With updated images, intel microcode updates, the KPTI kernel workarounds in our infrastructure, and workarounds in our KVM and XEN kypervisors, we will have addressed Spectre-2 and Meltdown-3, thus resolving all known scenarios that threaten process, container and virtualization isolation. More remains to be done.

The KPTI approach to mitigate the Meltdown-3 attack vector is well understood and can be considered mature. It has a performance price; on CPUs that support address space identifiers, that seems to be <10% in many real-world scenarios. Some minor improvements may be found but the author does not expect radical improvements here.

Specte-2 (BTB poisoning target injection) is more complex; as of calendar week 2, the mitigation mechanisms are still in discussion. intel's approach with using microcode updates that limit branch prediction when crossing protection boundaries together with kernel (IBRS) and hypervisor patches seem to comprehensively address the issue. But the performance cost on Broadwell (v4) seems huge -- we hope that the final microcode update addresses this.

For some processors (fortunately non in OTC), microcode updates are not available -- alternative approaches such as Google's retpolines might be used. Other approaches are thinkable.

What is not fully addressed this way is the somewhat less severe Spectre-1 vulnerability. So userspace applications and especially interpreter/JIT runtimes will need additional code changes most probably supported by compiler enhancements to make all their security checks safe again and prevent unauthorized data reads.

We expect the Spectre-1 updates to keep the industry busy for a while and expect to see many application updates over the next months to strengthen the protection against the described CPU issues. We will of course apply these updates when they affect us and provide them to customers in our online repository mirrors and via updated images.

The pattern -- CPUs not fully cleaning up microarchitectural state that is observable after aborted speculation -- may lead to future discoveries on new attack vectors. While cache effects have been exploited in the three attack vectors from the researchers, there is more microarchitectural state to be explored, such as cache snooping traffic on multiprocessor systems for example. The author expects that a few more attack approaches will be discovered and that not all of them will have been already addressed by the current mitigation mechanisms.

Future CPU generations will have to more be more careful on speculatively delaying permission checks and more careful about cleaning up. In order to not disable speculation completely, which would results in very poori single-thread performance, programmers (assisted by tools) may need to annotate checks that are security relevant to ensure that speculation can be limited selectively. It will take a while for CPU designers to come up with new and more secure designs and the software industry to understand that speculation may make regular checks not safe enough.

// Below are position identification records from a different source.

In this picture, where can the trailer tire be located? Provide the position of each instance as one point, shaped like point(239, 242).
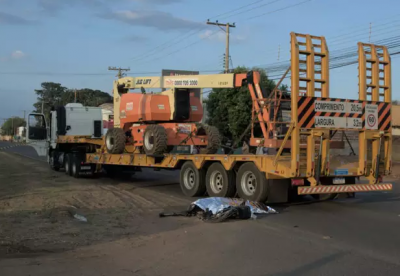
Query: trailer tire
point(155, 140)
point(54, 165)
point(192, 180)
point(115, 141)
point(251, 183)
point(76, 166)
point(220, 182)
point(213, 139)
point(68, 163)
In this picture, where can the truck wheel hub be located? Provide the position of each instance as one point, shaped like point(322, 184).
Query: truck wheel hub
point(248, 183)
point(189, 179)
point(216, 182)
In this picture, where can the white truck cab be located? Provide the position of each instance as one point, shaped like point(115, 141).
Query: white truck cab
point(73, 119)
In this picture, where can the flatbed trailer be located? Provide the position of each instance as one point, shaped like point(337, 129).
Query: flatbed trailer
point(302, 162)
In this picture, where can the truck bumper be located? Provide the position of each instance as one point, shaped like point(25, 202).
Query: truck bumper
point(343, 189)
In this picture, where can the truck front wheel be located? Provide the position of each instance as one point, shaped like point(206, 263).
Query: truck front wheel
point(68, 163)
point(251, 183)
point(53, 161)
point(220, 182)
point(192, 180)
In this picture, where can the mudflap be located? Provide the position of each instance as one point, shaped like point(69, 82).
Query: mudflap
point(278, 190)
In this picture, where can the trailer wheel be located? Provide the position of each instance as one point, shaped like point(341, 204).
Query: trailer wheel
point(192, 180)
point(76, 166)
point(213, 138)
point(155, 140)
point(68, 163)
point(54, 165)
point(220, 182)
point(115, 141)
point(251, 184)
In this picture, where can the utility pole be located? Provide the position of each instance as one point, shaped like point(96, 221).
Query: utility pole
point(120, 70)
point(370, 31)
point(227, 26)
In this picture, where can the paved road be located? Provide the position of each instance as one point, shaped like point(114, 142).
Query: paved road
point(20, 149)
point(344, 237)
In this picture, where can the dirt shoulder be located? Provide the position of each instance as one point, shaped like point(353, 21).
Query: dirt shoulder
point(37, 207)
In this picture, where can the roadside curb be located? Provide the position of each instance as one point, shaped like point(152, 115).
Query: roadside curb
point(26, 156)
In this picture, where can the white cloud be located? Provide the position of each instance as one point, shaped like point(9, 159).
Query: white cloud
point(160, 20)
point(220, 36)
point(15, 55)
point(18, 54)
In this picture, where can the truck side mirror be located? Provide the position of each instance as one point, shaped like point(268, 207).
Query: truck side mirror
point(36, 129)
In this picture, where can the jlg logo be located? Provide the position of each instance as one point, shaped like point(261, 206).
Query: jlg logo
point(143, 81)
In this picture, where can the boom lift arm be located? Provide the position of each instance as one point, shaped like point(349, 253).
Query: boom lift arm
point(251, 79)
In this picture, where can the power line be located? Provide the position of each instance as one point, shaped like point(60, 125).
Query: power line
point(177, 42)
point(197, 30)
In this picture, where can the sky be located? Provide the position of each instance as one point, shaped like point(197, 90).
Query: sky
point(73, 42)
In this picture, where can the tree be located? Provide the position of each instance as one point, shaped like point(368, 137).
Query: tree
point(53, 95)
point(230, 109)
point(11, 124)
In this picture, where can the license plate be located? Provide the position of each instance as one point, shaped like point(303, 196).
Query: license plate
point(339, 180)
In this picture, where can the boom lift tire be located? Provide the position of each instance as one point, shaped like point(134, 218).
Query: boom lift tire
point(192, 180)
point(115, 141)
point(68, 163)
point(220, 182)
point(251, 183)
point(213, 137)
point(155, 140)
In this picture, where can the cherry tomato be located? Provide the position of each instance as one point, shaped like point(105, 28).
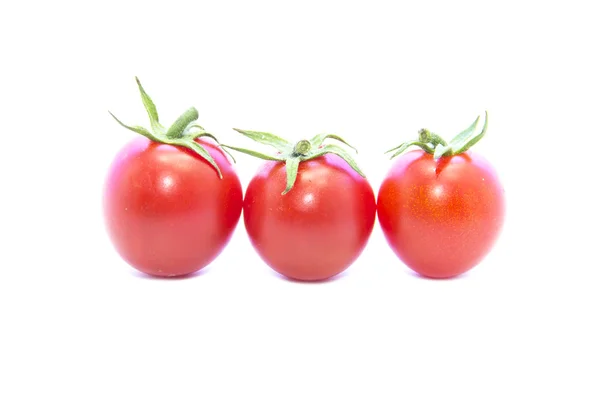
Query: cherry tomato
point(318, 228)
point(441, 217)
point(309, 211)
point(167, 210)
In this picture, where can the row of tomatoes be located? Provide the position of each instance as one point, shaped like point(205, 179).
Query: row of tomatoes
point(173, 199)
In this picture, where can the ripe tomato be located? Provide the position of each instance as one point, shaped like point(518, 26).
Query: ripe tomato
point(166, 209)
point(171, 198)
point(441, 217)
point(321, 223)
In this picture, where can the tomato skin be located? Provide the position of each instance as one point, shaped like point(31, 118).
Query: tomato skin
point(441, 218)
point(318, 228)
point(166, 210)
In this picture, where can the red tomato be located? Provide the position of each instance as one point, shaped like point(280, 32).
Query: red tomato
point(318, 228)
point(167, 212)
point(441, 217)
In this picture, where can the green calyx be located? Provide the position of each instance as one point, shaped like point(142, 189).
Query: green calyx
point(293, 154)
point(434, 144)
point(183, 132)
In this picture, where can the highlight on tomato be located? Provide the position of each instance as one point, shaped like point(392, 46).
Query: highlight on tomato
point(172, 198)
point(441, 207)
point(309, 210)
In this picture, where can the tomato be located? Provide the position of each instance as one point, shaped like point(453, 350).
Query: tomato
point(322, 221)
point(172, 198)
point(317, 229)
point(441, 217)
point(167, 211)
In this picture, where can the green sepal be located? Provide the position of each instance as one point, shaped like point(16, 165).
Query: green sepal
point(181, 124)
point(337, 150)
point(137, 129)
point(293, 155)
point(464, 143)
point(437, 146)
point(150, 109)
point(441, 150)
point(269, 139)
point(462, 137)
point(254, 153)
point(291, 172)
point(178, 134)
point(319, 139)
point(201, 151)
point(404, 146)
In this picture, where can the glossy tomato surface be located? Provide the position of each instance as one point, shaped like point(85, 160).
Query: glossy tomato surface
point(318, 228)
point(441, 217)
point(166, 210)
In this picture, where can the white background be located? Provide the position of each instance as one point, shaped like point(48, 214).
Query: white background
point(76, 322)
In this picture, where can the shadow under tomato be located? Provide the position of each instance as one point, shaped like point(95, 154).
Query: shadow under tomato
point(334, 278)
point(142, 275)
point(428, 278)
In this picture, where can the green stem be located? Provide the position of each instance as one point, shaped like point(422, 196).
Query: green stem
point(178, 128)
point(302, 148)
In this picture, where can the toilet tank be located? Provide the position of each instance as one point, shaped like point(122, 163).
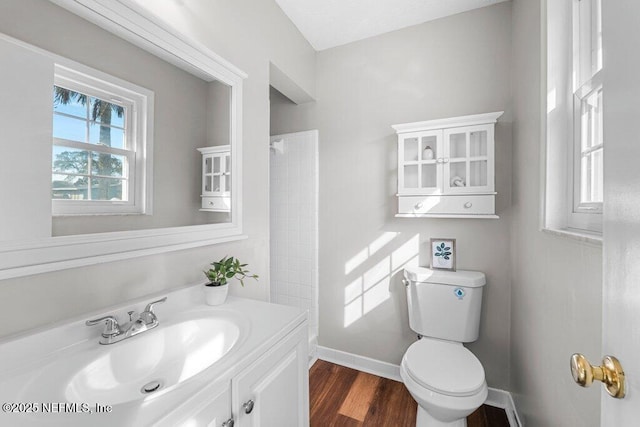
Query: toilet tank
point(444, 304)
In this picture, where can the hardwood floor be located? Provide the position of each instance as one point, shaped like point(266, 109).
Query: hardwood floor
point(344, 397)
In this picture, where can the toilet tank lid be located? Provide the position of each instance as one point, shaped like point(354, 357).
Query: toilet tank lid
point(468, 279)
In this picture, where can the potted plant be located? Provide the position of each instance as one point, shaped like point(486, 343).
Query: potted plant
point(219, 274)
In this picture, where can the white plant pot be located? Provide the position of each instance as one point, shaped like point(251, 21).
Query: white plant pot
point(216, 295)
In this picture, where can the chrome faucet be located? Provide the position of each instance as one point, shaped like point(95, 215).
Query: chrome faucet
point(137, 324)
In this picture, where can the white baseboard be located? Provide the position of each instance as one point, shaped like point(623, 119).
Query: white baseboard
point(361, 363)
point(313, 350)
point(502, 399)
point(498, 398)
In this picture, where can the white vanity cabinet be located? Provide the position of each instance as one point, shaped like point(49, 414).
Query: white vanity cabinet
point(274, 390)
point(216, 178)
point(446, 167)
point(270, 389)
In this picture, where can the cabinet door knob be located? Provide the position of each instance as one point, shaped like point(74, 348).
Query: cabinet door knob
point(248, 406)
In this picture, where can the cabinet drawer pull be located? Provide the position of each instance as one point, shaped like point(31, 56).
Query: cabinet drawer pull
point(248, 406)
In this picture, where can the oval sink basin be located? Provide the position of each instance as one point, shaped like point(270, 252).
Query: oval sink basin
point(152, 361)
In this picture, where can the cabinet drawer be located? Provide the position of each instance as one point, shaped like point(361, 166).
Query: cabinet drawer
point(442, 205)
point(218, 204)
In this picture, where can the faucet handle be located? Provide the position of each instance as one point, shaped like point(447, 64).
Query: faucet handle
point(149, 308)
point(111, 325)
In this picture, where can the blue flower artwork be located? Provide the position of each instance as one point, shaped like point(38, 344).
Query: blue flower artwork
point(443, 251)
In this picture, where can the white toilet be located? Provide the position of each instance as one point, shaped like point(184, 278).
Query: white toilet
point(445, 378)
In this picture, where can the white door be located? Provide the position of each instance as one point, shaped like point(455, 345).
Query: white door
point(621, 287)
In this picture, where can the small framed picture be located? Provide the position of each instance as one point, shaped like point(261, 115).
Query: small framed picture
point(443, 254)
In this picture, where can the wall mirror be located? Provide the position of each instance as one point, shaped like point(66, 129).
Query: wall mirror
point(104, 125)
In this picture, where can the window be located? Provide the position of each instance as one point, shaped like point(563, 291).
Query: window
point(586, 183)
point(100, 161)
point(574, 120)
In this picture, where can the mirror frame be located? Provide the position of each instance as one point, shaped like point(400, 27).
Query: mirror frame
point(132, 23)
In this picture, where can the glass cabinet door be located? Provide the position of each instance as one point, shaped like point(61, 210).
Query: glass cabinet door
point(216, 174)
point(418, 171)
point(468, 159)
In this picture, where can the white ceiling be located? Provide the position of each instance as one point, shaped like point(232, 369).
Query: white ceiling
point(330, 23)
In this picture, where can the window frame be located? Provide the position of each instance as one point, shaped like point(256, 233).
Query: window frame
point(139, 137)
point(587, 79)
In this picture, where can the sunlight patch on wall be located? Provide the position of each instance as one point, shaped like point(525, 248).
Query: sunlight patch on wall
point(551, 100)
point(371, 249)
point(373, 287)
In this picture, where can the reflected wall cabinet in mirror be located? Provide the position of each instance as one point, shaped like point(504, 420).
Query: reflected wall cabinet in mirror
point(61, 216)
point(216, 178)
point(446, 167)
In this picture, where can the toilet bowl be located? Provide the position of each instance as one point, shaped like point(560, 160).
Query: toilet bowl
point(445, 379)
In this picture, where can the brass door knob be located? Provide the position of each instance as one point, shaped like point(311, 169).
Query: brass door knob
point(610, 373)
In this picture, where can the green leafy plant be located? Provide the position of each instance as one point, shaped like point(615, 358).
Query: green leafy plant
point(225, 269)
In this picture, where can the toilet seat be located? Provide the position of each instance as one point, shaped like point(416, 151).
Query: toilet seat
point(444, 367)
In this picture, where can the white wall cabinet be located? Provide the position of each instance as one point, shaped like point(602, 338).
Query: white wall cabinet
point(216, 178)
point(446, 167)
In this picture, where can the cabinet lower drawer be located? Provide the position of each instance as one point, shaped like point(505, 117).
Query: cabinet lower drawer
point(443, 205)
point(216, 203)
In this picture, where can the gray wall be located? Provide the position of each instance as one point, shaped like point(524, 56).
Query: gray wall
point(556, 287)
point(289, 117)
point(247, 33)
point(450, 67)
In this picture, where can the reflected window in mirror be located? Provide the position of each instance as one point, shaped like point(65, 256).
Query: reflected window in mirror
point(99, 145)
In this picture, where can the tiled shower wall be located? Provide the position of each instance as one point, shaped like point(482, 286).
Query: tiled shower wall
point(294, 223)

The CPU vendors knew about this issue now for half a year -- given the lead times in CPU engineering, it will probably take another year before a new generation of CPUs with better speculation containment will be available in mass quantities to replace the current flawed CPUs. One can only hope that the mitigations found and implemented by then are good enough to prevent major security breaches without reducing performance to a degree that they become impractical. We might also observe shifts in the market towards vendors that are less exposed by the design flaws or have proven to react better than others.

To protect themselves, IT users will always need to create systems where they have the ability to react quickly and deploy patches with a short lead time with confidence. This was true before (to deploy fixes for more traditional issues) and became even more true with the new class of issues. The continuous integration and deployment systems that are used by modern software engineering and DevOps practices are of course very helpful in this regard.